I'm trying to create a condition for functions $f$ and $g$ at point $a$, without using any conditional function/ending in a conditional function
What I mean by saying "conditioning functions $f$ and $g$ at point $a$" is:
h(x) =
if (x < a):
return f(x)
if (x >= a):
return g(x)
In other words, "do $f$ until reaching $a$; whenever $a$ has been reached, do $g$"
An example of conditioning a simple function, i.e. $|x|$:
We all know that $|x|$ is a conditional function - but we can write it unconditionally as well: $\sqrt{x^2}$ - Neither $x^2$ nor $\sqrt{x}$ are conditional; but we used them together to write the conditional function, $|x|$
I tried to play with some functions like $max$, but I didn't find the answer in the end anyway.

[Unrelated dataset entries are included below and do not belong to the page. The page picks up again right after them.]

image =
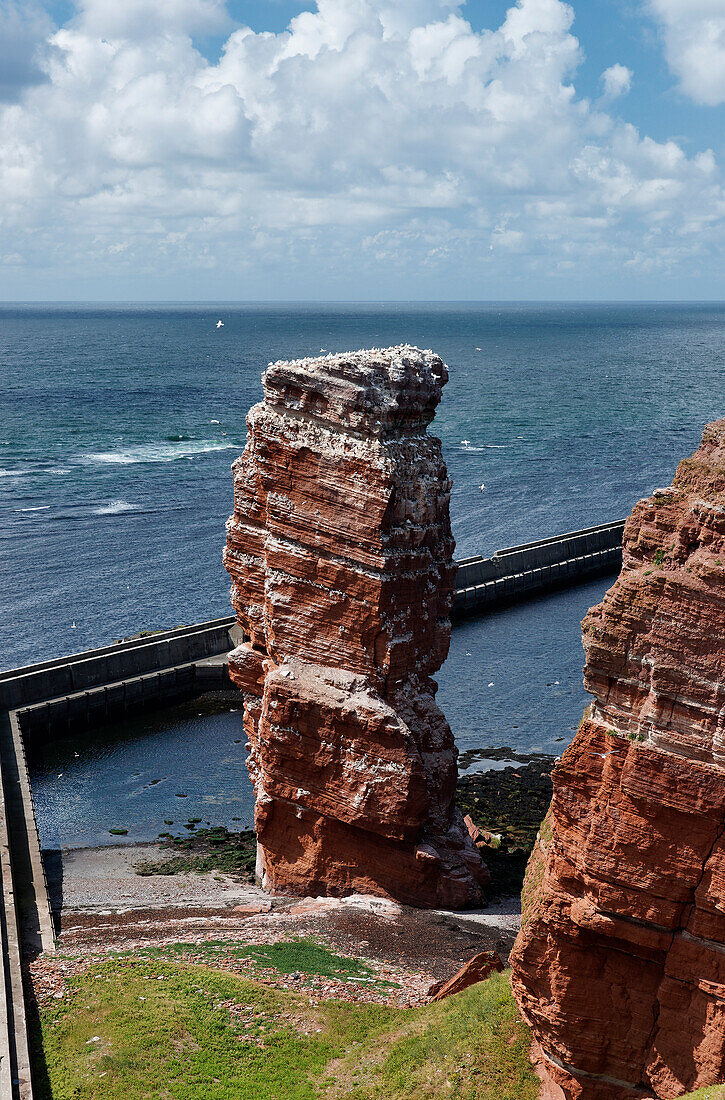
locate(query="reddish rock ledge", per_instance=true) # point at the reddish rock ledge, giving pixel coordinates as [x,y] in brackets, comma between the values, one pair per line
[619,966]
[340,556]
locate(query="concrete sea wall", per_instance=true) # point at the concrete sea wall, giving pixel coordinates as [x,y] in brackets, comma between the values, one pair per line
[102,684]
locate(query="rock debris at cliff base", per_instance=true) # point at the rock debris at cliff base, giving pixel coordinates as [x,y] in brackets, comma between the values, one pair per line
[619,966]
[340,552]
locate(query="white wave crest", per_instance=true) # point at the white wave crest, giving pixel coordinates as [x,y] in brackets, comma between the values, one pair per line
[113,508]
[156,452]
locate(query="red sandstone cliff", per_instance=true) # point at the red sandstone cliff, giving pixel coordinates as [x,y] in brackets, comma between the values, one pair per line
[340,557]
[619,966]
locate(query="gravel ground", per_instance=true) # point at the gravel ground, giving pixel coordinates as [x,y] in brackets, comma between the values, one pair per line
[106,906]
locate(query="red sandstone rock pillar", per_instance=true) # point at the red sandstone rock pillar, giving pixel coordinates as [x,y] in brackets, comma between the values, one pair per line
[340,556]
[619,966]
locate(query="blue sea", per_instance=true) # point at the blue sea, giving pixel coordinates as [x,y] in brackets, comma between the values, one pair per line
[119,425]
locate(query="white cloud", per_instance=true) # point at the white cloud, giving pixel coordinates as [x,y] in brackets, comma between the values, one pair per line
[369,130]
[694,43]
[616,80]
[23,28]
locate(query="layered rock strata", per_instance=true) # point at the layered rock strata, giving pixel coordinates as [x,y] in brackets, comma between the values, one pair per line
[340,556]
[619,966]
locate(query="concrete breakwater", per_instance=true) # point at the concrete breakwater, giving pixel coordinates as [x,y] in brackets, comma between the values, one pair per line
[88,689]
[535,568]
[101,684]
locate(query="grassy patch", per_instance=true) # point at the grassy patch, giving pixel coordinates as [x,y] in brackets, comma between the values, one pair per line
[300,956]
[142,1027]
[208,849]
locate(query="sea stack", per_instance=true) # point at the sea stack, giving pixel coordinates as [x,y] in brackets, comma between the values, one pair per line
[619,966]
[340,552]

You can just create your favorite conditional function and combine those. For example, consider the function $\mathbf{1}_{\geq a}$ where $\mathbf{1}_{\geq a}(x) = \begin{cases}1&\text{if }x\geq a\\0&\text{if }x<a\end{cases}$
Now just write $h(x) = \mathbf{1}_{\geq a}(x)\cdot g(x) + (1-\mathbf{1}_{\geq a}(x))\cdot f(x)$
But why do you not want to use a conditional function? Even "$\max$" is a conditional function.